Él sacudió la cabeza.

—Es lo mismo, Sylvia. Deberías saberlo.

—Mira, han sido dos días muy duros. Lo único que necesito es un poco de tiempo para decidir si esto es lo mejor para mí. Para los dos. Créeme, lo hago también pensando en ti. No estoy segura de que sea la persona adecuada para ti.

—Yo sí, Sylvia.

—No digas eso, por favor. No lo compliques más. Yo…

—No quiero volver a estar sin ti, Sylvia. Eso es lo único que tengo claro ahora mismo. No quiero estar solo.

—Harry, no quiero hacerte daño ni quiero volver a pedirte nunca más que cambies por mí. Te conozco y no creo que pudieras cambiar, aunque quisieras hacerlo. Por eso, ahora, lo que tengo que decidir es si yo puedo vivir con eso y vivir contigo… Yo te quiero, Harry, pero necesito un tiempo…

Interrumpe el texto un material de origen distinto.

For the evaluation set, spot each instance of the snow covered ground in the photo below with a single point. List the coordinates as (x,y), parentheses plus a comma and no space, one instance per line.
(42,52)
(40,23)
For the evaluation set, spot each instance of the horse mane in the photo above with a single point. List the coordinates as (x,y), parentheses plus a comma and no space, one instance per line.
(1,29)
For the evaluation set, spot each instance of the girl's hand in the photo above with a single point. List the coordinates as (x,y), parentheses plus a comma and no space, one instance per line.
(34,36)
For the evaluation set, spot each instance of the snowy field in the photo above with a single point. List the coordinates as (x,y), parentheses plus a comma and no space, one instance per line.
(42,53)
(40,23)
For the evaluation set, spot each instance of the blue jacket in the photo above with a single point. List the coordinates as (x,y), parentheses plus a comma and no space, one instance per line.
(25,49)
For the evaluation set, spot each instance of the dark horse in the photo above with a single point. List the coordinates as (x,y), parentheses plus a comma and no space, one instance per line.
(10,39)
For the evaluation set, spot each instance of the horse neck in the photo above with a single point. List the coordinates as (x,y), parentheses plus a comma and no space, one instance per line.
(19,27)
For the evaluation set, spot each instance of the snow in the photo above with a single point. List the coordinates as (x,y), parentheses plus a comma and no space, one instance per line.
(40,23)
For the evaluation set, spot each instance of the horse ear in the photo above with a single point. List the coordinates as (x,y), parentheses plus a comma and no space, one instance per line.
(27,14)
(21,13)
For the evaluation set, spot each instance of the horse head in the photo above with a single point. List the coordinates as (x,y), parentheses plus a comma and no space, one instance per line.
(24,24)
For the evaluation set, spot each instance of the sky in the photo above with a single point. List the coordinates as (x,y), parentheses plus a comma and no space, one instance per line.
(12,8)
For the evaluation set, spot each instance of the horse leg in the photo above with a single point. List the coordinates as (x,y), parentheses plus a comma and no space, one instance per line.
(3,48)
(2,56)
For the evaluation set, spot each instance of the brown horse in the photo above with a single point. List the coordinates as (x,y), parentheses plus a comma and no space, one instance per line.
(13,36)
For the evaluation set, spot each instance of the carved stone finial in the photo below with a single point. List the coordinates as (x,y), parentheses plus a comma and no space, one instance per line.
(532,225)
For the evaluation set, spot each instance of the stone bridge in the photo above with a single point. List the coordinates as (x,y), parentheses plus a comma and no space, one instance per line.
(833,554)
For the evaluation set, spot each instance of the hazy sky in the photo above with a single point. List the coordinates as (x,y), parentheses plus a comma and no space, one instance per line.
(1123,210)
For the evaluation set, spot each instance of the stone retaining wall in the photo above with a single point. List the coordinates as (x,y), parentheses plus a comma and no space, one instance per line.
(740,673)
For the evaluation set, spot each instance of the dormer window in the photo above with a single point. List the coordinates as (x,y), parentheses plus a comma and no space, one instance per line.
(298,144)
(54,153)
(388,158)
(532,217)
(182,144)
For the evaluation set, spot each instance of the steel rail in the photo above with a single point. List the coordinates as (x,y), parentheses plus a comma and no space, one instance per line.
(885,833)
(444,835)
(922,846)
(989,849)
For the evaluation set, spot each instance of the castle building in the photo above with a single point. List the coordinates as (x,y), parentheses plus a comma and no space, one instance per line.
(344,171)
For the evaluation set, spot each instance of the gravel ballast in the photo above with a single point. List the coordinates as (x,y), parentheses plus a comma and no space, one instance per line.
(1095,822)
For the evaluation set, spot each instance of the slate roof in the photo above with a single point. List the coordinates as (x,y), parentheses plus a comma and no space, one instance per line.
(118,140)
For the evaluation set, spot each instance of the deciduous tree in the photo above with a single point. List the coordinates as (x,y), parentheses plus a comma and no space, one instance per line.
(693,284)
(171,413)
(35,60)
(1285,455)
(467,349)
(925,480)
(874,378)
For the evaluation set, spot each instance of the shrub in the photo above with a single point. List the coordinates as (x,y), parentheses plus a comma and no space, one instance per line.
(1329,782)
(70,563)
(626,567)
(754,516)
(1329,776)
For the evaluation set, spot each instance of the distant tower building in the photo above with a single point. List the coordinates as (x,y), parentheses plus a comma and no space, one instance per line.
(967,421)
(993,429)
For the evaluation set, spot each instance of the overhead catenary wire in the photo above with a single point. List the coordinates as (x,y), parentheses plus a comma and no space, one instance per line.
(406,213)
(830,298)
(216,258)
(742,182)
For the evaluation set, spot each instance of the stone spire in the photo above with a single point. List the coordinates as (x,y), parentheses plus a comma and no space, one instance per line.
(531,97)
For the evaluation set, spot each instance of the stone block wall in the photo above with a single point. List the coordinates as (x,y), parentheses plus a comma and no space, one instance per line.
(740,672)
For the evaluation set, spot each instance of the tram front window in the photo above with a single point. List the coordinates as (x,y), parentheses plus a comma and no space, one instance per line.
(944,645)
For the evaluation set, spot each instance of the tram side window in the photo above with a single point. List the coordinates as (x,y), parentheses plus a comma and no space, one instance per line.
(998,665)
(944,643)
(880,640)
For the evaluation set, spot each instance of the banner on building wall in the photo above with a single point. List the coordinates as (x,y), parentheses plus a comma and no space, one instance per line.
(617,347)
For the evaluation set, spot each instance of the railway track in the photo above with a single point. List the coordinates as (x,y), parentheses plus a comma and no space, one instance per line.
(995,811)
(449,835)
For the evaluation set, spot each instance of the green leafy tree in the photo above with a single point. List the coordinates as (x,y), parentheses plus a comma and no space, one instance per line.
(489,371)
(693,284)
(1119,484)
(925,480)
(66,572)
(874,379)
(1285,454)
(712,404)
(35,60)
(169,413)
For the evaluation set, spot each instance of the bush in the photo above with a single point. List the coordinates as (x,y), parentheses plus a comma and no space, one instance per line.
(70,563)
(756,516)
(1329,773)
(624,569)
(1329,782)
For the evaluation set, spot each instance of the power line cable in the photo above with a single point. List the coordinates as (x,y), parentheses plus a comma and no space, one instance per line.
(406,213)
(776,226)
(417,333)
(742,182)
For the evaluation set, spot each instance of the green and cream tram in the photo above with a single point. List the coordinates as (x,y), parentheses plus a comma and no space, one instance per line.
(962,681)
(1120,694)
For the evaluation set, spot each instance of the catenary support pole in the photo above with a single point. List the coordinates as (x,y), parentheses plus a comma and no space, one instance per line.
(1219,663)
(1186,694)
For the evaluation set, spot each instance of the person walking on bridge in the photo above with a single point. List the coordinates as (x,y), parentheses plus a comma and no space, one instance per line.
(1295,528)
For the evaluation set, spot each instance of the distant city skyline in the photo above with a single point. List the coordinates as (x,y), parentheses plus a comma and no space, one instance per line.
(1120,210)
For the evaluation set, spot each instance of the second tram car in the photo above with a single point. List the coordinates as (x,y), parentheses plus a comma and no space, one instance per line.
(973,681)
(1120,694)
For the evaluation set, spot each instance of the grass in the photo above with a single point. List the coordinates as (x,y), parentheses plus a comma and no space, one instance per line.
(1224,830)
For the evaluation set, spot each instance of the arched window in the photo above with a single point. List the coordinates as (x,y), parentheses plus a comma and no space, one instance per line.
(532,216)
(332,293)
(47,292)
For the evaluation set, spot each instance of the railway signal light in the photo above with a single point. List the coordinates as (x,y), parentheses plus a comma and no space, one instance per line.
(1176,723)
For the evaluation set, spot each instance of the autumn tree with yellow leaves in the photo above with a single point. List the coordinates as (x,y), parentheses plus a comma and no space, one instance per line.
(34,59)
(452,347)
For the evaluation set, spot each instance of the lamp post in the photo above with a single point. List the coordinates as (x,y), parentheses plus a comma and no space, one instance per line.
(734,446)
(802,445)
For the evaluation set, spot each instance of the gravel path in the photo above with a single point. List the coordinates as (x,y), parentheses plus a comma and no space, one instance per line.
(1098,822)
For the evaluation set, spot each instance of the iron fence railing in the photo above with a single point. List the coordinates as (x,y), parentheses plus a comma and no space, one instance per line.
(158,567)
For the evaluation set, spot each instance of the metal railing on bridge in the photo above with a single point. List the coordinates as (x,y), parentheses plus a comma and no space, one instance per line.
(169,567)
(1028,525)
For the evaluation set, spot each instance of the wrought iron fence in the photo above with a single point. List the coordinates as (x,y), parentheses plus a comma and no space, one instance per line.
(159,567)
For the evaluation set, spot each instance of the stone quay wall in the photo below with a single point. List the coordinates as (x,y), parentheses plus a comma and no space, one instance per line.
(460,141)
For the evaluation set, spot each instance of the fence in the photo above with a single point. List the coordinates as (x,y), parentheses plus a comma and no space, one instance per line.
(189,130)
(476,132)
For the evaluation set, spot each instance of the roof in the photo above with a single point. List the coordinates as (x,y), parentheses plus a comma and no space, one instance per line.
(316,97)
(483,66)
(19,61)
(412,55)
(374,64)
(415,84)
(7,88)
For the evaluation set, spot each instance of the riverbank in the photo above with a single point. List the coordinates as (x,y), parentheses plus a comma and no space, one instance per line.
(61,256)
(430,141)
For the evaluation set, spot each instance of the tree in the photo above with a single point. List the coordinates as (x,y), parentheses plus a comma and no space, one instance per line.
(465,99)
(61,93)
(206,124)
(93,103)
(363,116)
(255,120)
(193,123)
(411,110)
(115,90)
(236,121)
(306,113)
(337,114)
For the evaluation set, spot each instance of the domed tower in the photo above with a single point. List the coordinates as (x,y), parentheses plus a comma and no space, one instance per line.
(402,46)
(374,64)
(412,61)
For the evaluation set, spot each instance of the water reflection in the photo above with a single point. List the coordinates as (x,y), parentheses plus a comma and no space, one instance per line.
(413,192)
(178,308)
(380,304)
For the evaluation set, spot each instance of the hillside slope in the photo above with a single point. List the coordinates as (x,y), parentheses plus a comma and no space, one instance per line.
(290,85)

En aquel momento Sylvia estaba llorando. Bosch lo veía en el espejo. Quería levantarse y abrazarla, pero sabía que sería un error. Él era el motivo de sus lágrimas. Se produjo un largo silencio, con los dos sentados en la intimidad de su propio sufrimiento. Ella miraba hacia abajo, hacia su regazo, donde sus manos se entrelazaban. Él miraba hacia el océano, y vio un pesquero que surcaba la trayectoria que reflejaba la luna, camino de las islas Channel.

—Dime algo —dijo ella al fin.

—Haré lo que tú quieras —dijo él—. Ya lo sabes.

—Yo iré al cuarto de baño y esperaré allí a que te vistas y te vayas.

—Sylvia, pero yo quiero saber que estás a salvo. Me gustaría pedirte que me dejaras dormir en la otra parte de la habitación. Por la mañana pensaremos en algo. Y entonces me iré.

—No. Los dos sabemos que no va a pasar nada. Ese hombre, Locke, seguramente estará ya muy lejos, huyendo de ti, Harry. No me ocurrirá nada. Mañana cogeré un taxi para ir a clase y estaré a salvo. Pero dame un tiempo.

—Un tiempo para decidir.

—Sí, para decidir.

Ella se levantó y pasó deprisa junto a él para entrar en el baño. Él extendió el brazo, pero ella lo rozó y pasó de largo. Cuando cerró la puerta, Harry oyó desde fuera que ella sacaba de la caja pañuelos de papel. Escuchó que lloraba.

—Vete, Harry, por favor —dijo después de un rato—. Por favor.

Sylvia abrió el grifo para no oírle, por si decía algo. Bosch se sintió ridículo al verse allí vestido con aquel lujoso albornoz. Al quitárselo, se rasgó.

Aquella noche sacó una manta del maletero del Caprice y se hizo una cama en la arena a unos cien metros del hotel, pero no durmió. Se sentó de espaldas al océano, con la vista puesta en la puerta corredera con cortinas del cuarto balcón. A través de la fachada de cristal del hotel veía también la puerta de la habitación, así sabría si alguien se acercaba. Hacía frío en la playa, aunque para mantenerse despierto no le hacía falta el fresco de la brisa marina.